Fidelity Estimation Improves Noisy-Image Classification with Pretrained Networks

IEEE Signal Processing Letters, 2021.

[Paper] - [Supplementary]

Abstract: Image classification has significantly improved using deep learning. This is mainly due to convolutional neural networks (CNNs) that are capable of learning rich feature extractors from large datasets. However, most deep learning classification methods are trained on clean images and are not robust when handling noisy ones, even if a restoration preprocessing step is applied. While novel methods address this problem, they rely on modified feature extractors and thus necessitate retraining. We instead propose a method that can be applied on a pretrained classifier. Our method exploits a fidelity map estimate that is fused into the internal representations of the feature extractor, thereby guiding the attention of the network and making it more robust to noisy data. We improve the noisy-image classification (NIC) results by significantly large margins, especially at high noise levels, and come close to the fully retrained approaches. Furthermore, as proof of concept, we show that when using our oracle fidelity map we even outperform the fully retrained methods, whether trained on noisy or restored images.

Degradation Model
Requirements
Model Training and Testing
Baseline Methods and Ablation Study
Results
Citation

Degradation Model

To explore the effects of degradation types and levels on classification networks, we also implement five types of degradation models: Additive white Gaussian noise (AWGN), Salt and Pepper Noise, Gaussian Blur, Motion Blur and Rectangle Crop. The instructions for those degradatin models are given in this notebook.

Requirements

Python 3.7, PyTorch 2.1.0;
Other common packages listed in requirements.txt or environment.yml.

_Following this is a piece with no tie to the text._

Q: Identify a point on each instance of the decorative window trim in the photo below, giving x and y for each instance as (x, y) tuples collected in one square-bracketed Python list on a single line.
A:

Model Training and Testing

Training procedure

For the DnCNN denoiser, the parameter initialization follows He et al.. We change the $\ell_2$ loss function of the original paper to $\ell_1$ as it achieves better convergence performance. To train the classification networks, we fine-tune models pretrained on the ImageNet dataset. The fully connected layers are modified to fit the number of classes of each dataset (i.e. 257 for Caltech-256). We adopt the same initialization as He et al., i.e., the Xavier algorithm, and the biases are initialized to 0. We use the NAG descent optimizer with an initial learning rate of 0.001, and 120 training epochs. We also introduce a batch-step linear learning rate warmup for the first 5 epochs and a cosine learning rate decay, and apply label smoothing with $\varepsilon=0.1$ . We select the model with the highest accuracy on the validation set.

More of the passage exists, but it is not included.